Riad Salameh told The Associated Press in an interview that bank officials are now studying regulations issued on Friday in Washington by the U.S. Department of the Treasury.
U.S. President Barack Obama signed the Hezbollah International Financing Prevention Act on Dec. 18. Since then, Lebanese officials and bankers have been flying to Washington to discuss the move with American officials.
Hezbollah, a powerful Lebanese group that has members in parliament and the Cabinet, is considered a terrorist organization by the United States.
Many in Lebanon are worried that the U.S. legislation will have negative effects on the Lebanese banking sector, which is one of the most active industries in the tiny Arab country. Several Lebanese bankers and the head of the Lebanese banking association did not return AP’s requests for interviews.
Salameh’s comments at the Banque Du Liban headquarters in Beirut came three days after the U.S. treasury department’s Office of Foreign Assets Control, or OFAC, issued regulations aimed at implementing the Hezbollah financing prevention act.
“Our departments are studying the regulations so that there will be commitment by the banking sector to the law in accordance with the regulations,” Salameh said.
Asked whether banks dealing with Hezbollah Cabinet ministers or legislators who get paid from the state will be affected, Salameh said that the law covers “significant transactions” and does not mention salaries.
The U.S. regulations say Washington will target those “knowingly facilitating a significant transaction or transactions for” Hezbollah and those “knowingly facilitating a significant transaction or transactions of a person identified on the List of Specially Designated Nationals and Blocked persons.”
OFAC’s list includes names of officials, businessmen and institutions that the U.S. says are linked to Hezbollah. The list includes the Hezbollah leader Sayyed Hassan Nasarallah and top military commander Mustafa Badreddine as well as some businessmen.

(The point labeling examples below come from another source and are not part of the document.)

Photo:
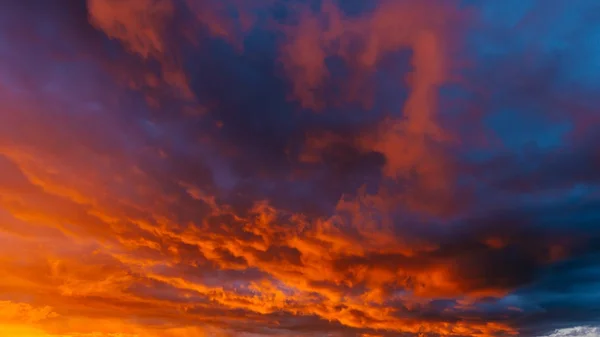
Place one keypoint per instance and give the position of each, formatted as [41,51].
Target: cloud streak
[298,168]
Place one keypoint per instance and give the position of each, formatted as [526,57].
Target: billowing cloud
[298,168]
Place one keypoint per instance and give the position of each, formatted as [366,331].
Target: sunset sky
[299,168]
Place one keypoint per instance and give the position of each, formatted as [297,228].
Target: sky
[221,168]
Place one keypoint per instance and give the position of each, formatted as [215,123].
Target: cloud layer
[299,168]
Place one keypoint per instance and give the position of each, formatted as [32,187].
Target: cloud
[297,168]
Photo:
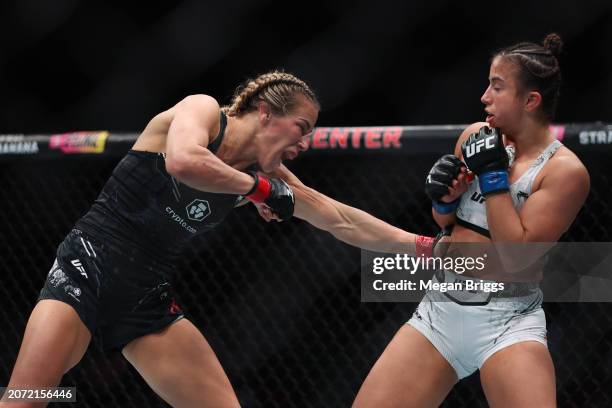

The list also includes the group’s Al-Manar TV and Al-Nour Radio.
Nasarallah said in December 2015, when the law was signed, that his group does not deal with Lebanese or foreign banks.
“We have no money in Lebanese banks, neither in the past nor now,” Nasarallah said in a speech. “We don’t transfer our money through the Lebanese banking system.”
Salameh said that he was discussing with Lebanese banks how to implement the law in “a way that does not harm the Lebanese people.”
On Friday, U.S. State Department spokesman John Kirby told reporters in Washington that “these regulations are a continuation of the U.S. Government’s efforts against Hezbollah and they give the U.S. Government additional sanctions authorities to go after this terrorist organization and its support apparatus worldwide.”
He added that “the safety, soundness, and security of the Lebanese financial system is a great priority to the United States, and the U.S. Government will act only on the strongest evidence and the most solid evidence in our efforts to isolate Hezbollah from the international financial system.”
“We’ll do it in such a way that will support the Lebanese economy, that will support the Lebanese financial system, and will not target innocent people,” Kirby said.
Speaking about the Lebanese economy and financial conditions, Salameh said financial flows “toward Lebanon are still positive.” He added that bank deposits rose more than four percent in the first quarter of 2016 compared with the same quarter a year earlier. He that the there is no demand to transfer Lebanese pound to U.S. dollars. The pound has been pegged to the U.S. dollar for more than two decades.
“All this shows that there is confidence and we rule out any (financial) crash in Lebanon,” Salameh said.